Make the sweet tea brine
Step 3
In a small saucepan, combine 12 g granulated sugar, 12 g kosher salt, and 480 ml water. Heat over medium, stirring until sugar and salt dissolve and the mixture is steaming but not simmering, about 3 minutes.
Step 4
Remove from heat, add 8 black tea bags, and steep 8 minutes. Remove and squeeze tea bags back into the pan, then discard bags.
Step 5
Stir in 5 g baking soda (mixture may fizz), then add 480 ml cool water and stir. Let the tea brine cool to room temperature.
Marinate the chicken
Step 6
Place the 340 g chicken breast pieces and 220 g chicken thigh pieces into a medium bowl or container. Pour the cooled sweet tea brine over the chicken so it is submerged.
Step 7
Cover and chill for at least 1 hour and up to 12 hours. If marinating longer than 4 hours, let chicken sit at room temperature for 1 hour before dredging.

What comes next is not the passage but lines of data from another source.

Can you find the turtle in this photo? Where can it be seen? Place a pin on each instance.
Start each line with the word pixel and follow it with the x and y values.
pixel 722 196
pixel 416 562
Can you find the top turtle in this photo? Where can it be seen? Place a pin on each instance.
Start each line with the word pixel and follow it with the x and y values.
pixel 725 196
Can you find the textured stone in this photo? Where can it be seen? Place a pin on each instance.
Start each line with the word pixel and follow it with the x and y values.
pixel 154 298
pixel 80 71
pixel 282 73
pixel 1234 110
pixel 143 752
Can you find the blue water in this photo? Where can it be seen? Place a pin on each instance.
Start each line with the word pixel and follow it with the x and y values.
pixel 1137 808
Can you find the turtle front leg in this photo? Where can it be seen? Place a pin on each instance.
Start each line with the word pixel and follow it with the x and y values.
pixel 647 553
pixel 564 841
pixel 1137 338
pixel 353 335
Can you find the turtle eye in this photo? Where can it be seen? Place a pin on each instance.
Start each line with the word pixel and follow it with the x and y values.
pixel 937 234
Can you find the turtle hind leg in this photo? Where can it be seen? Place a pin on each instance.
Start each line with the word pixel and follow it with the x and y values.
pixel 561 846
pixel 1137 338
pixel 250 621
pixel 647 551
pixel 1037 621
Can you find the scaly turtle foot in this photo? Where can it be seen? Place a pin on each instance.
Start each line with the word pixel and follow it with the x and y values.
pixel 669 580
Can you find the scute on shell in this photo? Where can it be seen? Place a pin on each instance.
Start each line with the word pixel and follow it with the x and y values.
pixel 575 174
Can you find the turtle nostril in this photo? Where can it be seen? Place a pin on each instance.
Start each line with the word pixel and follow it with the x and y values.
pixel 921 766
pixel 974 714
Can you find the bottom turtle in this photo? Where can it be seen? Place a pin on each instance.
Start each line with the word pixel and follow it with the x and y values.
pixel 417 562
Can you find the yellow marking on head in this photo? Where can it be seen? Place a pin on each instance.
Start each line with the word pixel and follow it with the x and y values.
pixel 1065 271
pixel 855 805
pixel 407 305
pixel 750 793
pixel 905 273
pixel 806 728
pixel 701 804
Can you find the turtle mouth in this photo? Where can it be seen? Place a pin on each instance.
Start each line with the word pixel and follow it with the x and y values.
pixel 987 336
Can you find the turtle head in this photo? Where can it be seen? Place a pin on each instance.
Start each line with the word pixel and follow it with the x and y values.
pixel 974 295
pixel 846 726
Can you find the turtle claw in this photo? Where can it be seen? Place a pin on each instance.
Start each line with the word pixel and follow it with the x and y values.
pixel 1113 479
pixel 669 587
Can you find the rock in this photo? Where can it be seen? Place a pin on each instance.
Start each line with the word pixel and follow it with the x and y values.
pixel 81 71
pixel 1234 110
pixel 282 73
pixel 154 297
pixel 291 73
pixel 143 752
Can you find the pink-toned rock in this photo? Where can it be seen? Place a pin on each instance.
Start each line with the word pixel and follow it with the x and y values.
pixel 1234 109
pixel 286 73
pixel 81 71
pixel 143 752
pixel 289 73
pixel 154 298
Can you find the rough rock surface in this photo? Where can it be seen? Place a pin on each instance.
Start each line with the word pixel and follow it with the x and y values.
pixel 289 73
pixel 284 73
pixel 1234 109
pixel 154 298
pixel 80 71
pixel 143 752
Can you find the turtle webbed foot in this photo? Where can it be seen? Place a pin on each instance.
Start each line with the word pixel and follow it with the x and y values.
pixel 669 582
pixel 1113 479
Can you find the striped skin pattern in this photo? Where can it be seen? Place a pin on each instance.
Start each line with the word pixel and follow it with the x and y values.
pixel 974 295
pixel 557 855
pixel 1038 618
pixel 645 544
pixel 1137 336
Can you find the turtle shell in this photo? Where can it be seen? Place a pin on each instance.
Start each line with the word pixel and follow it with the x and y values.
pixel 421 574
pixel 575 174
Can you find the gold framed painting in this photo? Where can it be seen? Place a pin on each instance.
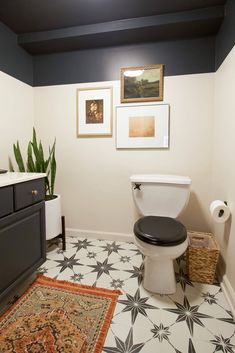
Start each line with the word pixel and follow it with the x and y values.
pixel 142 126
pixel 94 112
pixel 142 84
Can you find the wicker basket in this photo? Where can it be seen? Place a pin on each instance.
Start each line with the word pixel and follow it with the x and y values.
pixel 202 257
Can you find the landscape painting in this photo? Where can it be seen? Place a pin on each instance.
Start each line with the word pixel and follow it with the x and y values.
pixel 142 84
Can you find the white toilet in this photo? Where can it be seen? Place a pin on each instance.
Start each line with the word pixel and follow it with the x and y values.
pixel 158 235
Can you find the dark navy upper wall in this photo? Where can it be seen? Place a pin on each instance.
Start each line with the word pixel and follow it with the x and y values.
pixel 179 57
pixel 13 59
pixel 225 39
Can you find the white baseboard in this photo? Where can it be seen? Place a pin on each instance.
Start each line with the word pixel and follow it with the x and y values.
pixel 99 235
pixel 228 291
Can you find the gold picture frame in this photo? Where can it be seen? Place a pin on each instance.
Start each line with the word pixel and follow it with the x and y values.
pixel 94 111
pixel 142 83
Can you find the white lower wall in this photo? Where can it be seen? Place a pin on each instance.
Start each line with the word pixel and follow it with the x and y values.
pixel 16 115
pixel 93 177
pixel 223 186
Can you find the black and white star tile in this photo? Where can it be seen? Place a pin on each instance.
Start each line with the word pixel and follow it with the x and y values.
pixel 196 319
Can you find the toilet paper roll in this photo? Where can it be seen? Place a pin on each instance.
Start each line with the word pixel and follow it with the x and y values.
pixel 219 211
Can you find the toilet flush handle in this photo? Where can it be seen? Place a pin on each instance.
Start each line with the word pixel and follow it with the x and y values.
pixel 137 186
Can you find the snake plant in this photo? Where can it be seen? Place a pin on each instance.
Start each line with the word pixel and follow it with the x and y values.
pixel 37 163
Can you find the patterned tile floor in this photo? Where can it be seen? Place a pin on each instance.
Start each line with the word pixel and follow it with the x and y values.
pixel 196 319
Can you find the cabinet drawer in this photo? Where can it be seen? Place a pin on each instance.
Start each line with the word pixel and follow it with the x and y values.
pixel 28 193
pixel 6 200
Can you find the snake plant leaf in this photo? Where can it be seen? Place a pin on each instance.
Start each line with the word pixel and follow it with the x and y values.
pixel 36 151
pixel 53 169
pixel 41 158
pixel 30 162
pixel 18 157
pixel 11 167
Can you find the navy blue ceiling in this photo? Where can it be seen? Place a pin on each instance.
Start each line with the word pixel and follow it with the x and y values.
pixel 49 26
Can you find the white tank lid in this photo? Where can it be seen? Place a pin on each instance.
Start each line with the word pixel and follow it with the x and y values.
pixel 160 178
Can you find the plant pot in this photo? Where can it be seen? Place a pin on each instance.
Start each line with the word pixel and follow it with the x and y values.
pixel 53 217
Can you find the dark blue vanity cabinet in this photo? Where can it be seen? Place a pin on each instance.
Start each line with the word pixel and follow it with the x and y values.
pixel 22 232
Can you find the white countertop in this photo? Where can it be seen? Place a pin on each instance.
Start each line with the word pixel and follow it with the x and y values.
pixel 11 178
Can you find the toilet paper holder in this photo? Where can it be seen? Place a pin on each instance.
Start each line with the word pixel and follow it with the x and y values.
pixel 221 212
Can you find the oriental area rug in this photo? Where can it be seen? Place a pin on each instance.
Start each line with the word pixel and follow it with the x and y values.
pixel 56 316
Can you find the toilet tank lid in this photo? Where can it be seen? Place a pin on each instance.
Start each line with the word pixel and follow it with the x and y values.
pixel 160 178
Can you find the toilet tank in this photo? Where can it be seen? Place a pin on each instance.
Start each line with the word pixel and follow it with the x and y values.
pixel 160 195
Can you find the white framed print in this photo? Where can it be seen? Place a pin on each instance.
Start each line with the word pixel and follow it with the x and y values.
pixel 142 126
pixel 94 112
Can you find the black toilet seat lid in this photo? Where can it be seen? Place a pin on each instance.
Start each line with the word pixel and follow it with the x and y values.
pixel 162 231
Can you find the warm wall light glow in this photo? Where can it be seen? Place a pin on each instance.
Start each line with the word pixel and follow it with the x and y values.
pixel 133 73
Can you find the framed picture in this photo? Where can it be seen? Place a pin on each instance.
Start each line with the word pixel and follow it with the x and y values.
pixel 94 112
pixel 142 126
pixel 142 84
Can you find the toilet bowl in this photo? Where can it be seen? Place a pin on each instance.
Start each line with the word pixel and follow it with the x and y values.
pixel 158 235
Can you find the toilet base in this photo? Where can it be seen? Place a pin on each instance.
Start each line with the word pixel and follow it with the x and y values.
pixel 159 275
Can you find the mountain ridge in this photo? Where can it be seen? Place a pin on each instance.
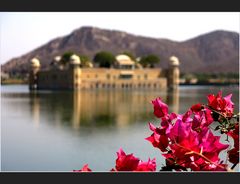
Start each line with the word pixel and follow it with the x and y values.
pixel 216 51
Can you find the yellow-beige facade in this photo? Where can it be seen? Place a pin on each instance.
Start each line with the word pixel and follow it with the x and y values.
pixel 125 74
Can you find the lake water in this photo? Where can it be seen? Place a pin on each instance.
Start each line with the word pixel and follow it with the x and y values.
pixel 62 131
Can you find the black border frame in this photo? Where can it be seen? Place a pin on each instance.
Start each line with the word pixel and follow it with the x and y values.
pixel 119 6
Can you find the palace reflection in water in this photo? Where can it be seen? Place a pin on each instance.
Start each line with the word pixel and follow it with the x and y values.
pixel 98 108
pixel 61 131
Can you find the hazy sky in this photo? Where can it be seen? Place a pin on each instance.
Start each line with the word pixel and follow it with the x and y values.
pixel 22 32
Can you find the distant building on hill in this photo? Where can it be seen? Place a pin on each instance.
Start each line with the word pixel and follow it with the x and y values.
pixel 125 74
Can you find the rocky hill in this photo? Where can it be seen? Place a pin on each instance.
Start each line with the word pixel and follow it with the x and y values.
pixel 216 51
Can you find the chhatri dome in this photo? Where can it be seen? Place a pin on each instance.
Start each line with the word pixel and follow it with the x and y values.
pixel 57 58
pixel 35 62
pixel 123 59
pixel 75 60
pixel 174 61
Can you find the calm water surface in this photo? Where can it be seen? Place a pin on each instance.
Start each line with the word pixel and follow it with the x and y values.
pixel 61 131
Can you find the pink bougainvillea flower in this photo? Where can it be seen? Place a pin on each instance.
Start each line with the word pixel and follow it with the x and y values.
pixel 223 105
pixel 233 154
pixel 150 165
pixel 235 135
pixel 160 108
pixel 126 162
pixel 210 145
pixel 188 145
pixel 84 169
pixel 158 138
pixel 197 107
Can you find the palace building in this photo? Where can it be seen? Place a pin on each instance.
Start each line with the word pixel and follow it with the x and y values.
pixel 125 74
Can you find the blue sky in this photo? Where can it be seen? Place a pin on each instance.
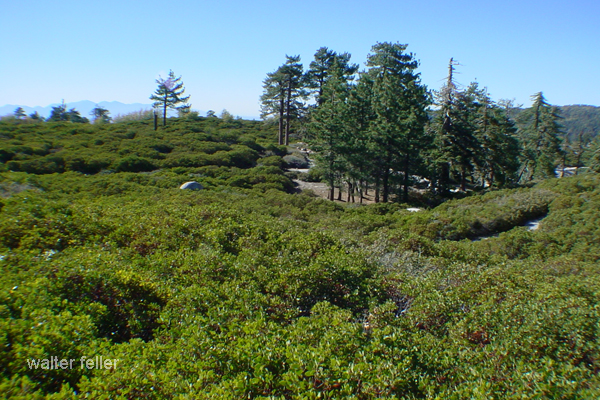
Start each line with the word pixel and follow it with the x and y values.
pixel 114 50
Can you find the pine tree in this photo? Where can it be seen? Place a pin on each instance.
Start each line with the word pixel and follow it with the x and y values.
pixel 100 115
pixel 328 127
pixel 283 95
pixel 319 70
pixel 541 136
pixel 399 106
pixel 498 150
pixel 19 113
pixel 59 113
pixel 456 144
pixel 169 94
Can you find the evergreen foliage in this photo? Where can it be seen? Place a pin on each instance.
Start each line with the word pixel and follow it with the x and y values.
pixel 169 95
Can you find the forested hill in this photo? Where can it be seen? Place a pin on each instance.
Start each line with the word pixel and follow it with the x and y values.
pixel 580 119
pixel 576 119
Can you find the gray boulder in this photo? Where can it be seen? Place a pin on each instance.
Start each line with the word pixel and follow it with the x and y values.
pixel 191 186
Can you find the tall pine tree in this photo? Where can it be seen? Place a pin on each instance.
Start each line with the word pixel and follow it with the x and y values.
pixel 169 95
pixel 541 137
pixel 399 106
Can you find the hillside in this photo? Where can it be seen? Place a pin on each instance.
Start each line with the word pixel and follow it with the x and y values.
pixel 576 120
pixel 248 290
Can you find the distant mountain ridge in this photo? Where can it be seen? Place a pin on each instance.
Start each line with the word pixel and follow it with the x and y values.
pixel 577 119
pixel 84 107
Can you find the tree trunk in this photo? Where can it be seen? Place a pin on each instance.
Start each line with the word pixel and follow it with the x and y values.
pixel 386 184
pixel 287 117
pixel 406 177
pixel 281 104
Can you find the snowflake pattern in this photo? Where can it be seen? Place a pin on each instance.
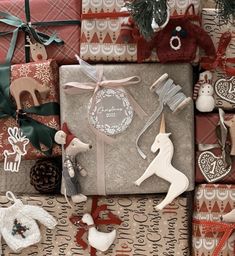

Prepare the dredging station
Step 8
In a shallow dish, whisk together 195 g all‑purpose flour, 70 g cornstarch, 12 g kosher salt, 6 g garlic powder, 3 g black pepper, and 2 g cayenne pepper.
Step 9
In another bowl, pour 240 ml buttermilk and season with 1.5 g kosher salt (pinch), stirring to dissolve.
Dredge the chicken
Step 10
Remove chicken pieces from the brine, letting excess liquid drip back into the bowl; discard the brine.
Step 11
Working with one piece at a time, dip chicken into the buttermilk, allowing excess to drip off, then coat thoroughly in the flour mixture, pressing to adhere. Shake off excess and place coated pieces on a rimmed baking sheet. Let rest 10–15 minutes so the coating hydrates and adheres.
Fry the chicken
Step 12
Pour enough high‑oleic sunflower or light olive oil into a heavy skillet to reach a depth of 2–3 cm. Fit a thermometer to the side. Heat over medium‑high heat until the oil reaches 160–165 °C.
Step 13
Carefully lower coated chicken pieces into the oil without crowding. Fry, turning every 1–2 minutes and adjusting heat to keep oil between 150–165 °C, until deep golden brown and an instant‑read thermometer inserted into the thickest part of each piece reads 74 °C, about 8–12 minutes depending on size.
Step 14
Transfer chicken to a wire rack set over a clean baking sheet and let drain and rest for 10 minutes. If desired, sprinkle very lightly with a pinch of salt while hot.
Serve
Step 15
Arrange chicken on a platter, drizzle with some of the white sauce, and serve with remaining sauce on the side.
Step 16
Serve with 120 g wholegrain or rye bread (optional) and, ideally, a fresh salad or steamed vegetables alongside.